Un’opera che mette in scena un continuo ribaltamento di ruoli e identità mutanti (e poi dicono che non è cronenberghiano!). Di volta in volta, tutti sono analisti o pazienti gli uni degli altri (Cronenberg gioca coi primi piani e le profondità di campo per restituire impressioni analoghe alle sedute psicoanalitiche). Il mutamento più radicale è senza dubbio quello in cui incorre la Spielrein, che nelle prime scene del film vediamo arrivare urlante in carrozza da Jung per essere curata da una grave forma di isteria aggressiva, mentre alla fine ritorna dalla di lui magione sempre in carrozza, ma stavolta pienamente lucida e padrona di sé, destinata a una brillante carriera. A proposito della Spielrein, la sua vita era già stata portata sul grande schermo nel 2002 da Roberto Faenza col suo Prendimi l’anima, film però molto più concentrato sul rapporto sentimentale fra Jung e la giovane russa che non sull’argomento psicoanalitico in sé (la figura di Freud, ad esempio, risulta assente). Cronenberg invece non sacrifica niente, né le persone né le teorie, risultando appassionato dal punto di vista umano e accuratissimo dal punto di vista filologico.

Film in costume, impeccabile nella ricostruzione degli ambienti d’epoca, così come impeccabili sono gli attori protagonisti, fra cui spicca l’interpretazione isterica di Keira Knightley. Dialoghi di una finezza cristallina (su sceneggiatura dello stesso autore della pièce teatrale), chiari, luminosi, come la fotografia di Peter Suschitzky. Ottima la colonna sonora di Howard Shore, contrappunto sobrio e romantico a tutta la vicenda. A Dangerous Method non prende posizione nella disputa tra Freud e Jung, anche se a volte sembra trapelare una leggera preferenza di Cronenberg per la visione dello psicoanalista svizzero, spirito ribelle, affamato, refrattario alle catene degli schematismi. E forse non è un caso che gli ultimi fotogrammi della pellicola siano dedicati a lui che mira l’orizzonte con sguardo profetico.

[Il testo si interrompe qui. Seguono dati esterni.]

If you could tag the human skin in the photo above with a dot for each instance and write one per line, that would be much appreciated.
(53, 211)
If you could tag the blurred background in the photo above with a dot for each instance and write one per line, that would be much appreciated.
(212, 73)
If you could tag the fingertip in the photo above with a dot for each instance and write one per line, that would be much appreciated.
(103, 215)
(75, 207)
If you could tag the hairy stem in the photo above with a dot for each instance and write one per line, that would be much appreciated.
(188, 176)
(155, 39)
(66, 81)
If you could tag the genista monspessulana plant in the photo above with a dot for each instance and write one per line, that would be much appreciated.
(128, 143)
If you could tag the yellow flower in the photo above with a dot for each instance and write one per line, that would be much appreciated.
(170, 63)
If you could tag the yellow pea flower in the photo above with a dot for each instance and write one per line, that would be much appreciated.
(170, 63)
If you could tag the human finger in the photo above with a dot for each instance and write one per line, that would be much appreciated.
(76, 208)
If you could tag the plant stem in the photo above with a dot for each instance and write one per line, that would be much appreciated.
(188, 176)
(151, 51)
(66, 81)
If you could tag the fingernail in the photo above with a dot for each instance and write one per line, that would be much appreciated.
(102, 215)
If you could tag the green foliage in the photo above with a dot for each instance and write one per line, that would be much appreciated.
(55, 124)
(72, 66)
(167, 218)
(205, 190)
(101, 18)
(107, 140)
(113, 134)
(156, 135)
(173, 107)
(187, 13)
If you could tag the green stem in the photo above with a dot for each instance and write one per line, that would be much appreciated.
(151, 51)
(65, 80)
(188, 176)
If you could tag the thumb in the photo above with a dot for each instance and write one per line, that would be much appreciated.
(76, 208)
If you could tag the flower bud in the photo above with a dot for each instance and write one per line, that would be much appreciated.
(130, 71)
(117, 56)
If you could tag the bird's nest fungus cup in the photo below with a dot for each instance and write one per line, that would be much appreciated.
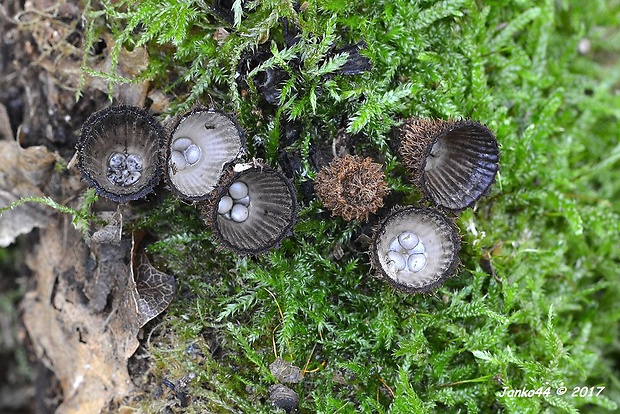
(453, 162)
(254, 209)
(352, 187)
(202, 143)
(415, 249)
(119, 152)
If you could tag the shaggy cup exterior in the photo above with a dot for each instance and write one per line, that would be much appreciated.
(453, 162)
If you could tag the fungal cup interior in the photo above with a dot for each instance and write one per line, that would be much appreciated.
(271, 212)
(119, 152)
(201, 145)
(438, 252)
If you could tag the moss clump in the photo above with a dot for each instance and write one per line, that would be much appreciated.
(352, 187)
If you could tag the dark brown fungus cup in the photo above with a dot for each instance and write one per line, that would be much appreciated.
(453, 162)
(119, 152)
(254, 209)
(415, 249)
(352, 187)
(201, 144)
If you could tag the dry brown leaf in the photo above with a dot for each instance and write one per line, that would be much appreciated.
(85, 344)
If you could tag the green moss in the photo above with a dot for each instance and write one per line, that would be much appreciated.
(534, 303)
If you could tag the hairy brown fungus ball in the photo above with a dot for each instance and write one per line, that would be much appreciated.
(284, 398)
(254, 210)
(352, 187)
(415, 249)
(119, 152)
(201, 144)
(453, 162)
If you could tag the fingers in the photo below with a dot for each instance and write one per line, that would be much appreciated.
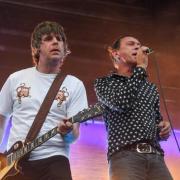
(142, 57)
(165, 129)
(65, 126)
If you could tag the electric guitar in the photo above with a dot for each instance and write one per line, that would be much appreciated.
(9, 161)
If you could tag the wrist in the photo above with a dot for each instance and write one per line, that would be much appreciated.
(142, 65)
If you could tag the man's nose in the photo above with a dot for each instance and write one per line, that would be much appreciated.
(55, 40)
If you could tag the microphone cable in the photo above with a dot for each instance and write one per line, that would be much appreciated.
(164, 103)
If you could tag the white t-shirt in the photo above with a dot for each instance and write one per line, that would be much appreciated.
(21, 97)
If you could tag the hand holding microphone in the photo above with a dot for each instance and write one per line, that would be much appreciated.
(142, 56)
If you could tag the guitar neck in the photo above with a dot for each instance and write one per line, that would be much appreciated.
(31, 145)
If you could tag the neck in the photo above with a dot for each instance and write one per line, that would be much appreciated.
(49, 68)
(125, 70)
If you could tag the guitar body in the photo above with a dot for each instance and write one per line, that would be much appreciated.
(9, 162)
(11, 169)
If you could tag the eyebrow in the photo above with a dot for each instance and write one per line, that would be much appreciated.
(132, 41)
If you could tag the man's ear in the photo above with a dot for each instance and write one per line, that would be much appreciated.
(115, 56)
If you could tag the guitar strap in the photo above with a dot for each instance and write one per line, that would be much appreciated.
(44, 108)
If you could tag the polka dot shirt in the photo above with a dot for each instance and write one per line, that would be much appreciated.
(131, 109)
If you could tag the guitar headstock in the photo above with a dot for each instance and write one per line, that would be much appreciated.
(86, 114)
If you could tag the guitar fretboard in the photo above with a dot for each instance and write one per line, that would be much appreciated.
(82, 116)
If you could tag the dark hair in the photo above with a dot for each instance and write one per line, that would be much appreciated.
(115, 46)
(46, 28)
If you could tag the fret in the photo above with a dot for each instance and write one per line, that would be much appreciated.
(9, 159)
(25, 149)
(82, 116)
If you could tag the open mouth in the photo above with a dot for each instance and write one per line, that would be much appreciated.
(55, 51)
(134, 54)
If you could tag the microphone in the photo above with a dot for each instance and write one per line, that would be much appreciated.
(148, 51)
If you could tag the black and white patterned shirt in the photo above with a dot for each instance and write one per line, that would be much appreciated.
(131, 111)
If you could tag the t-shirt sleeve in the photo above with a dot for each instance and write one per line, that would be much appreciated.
(78, 100)
(6, 101)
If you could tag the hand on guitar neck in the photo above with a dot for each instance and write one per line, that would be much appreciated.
(65, 126)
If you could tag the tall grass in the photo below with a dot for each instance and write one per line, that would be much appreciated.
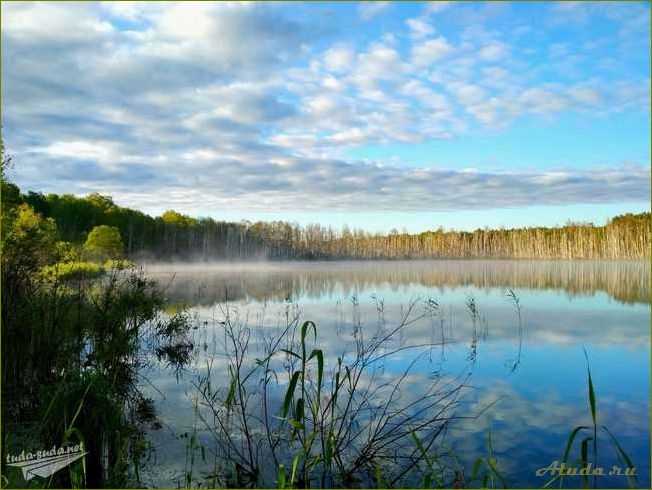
(588, 445)
(290, 419)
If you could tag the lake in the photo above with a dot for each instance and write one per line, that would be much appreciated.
(526, 381)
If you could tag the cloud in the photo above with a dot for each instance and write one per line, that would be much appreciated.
(428, 52)
(419, 28)
(368, 10)
(256, 108)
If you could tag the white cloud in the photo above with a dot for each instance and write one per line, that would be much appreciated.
(260, 104)
(419, 28)
(428, 52)
(339, 58)
(435, 7)
(494, 51)
(369, 10)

Ma, alla fine, perché un metodo “pericoloso”? Perché basato sulle parole che non sono dati oggettivi e inconfutabili, ma si pongono nel campo dell’opinabile e, se ben utilizzate, possono “farsi carne”, supportando le più disparate visioni del mondo (come sembra dimostrare l’esempio delle prospettive di Freud e Jung, inconciliabili per molti versi, eppure ugualmente valide all’apparenza). Un metodo pericoloso perché gioca con l’interpretabile. Pericoloso soprattutto perché apre le porte dell’inconscio (o del “sottosuolo”, per dirla alla Dostoevskij), un’operazione rischiosa e potenzialmente distruttiva, ma in fin dei conti necessaria, dal momento che la strada della salute psichica passa sempre attraverso i propri demoni personali.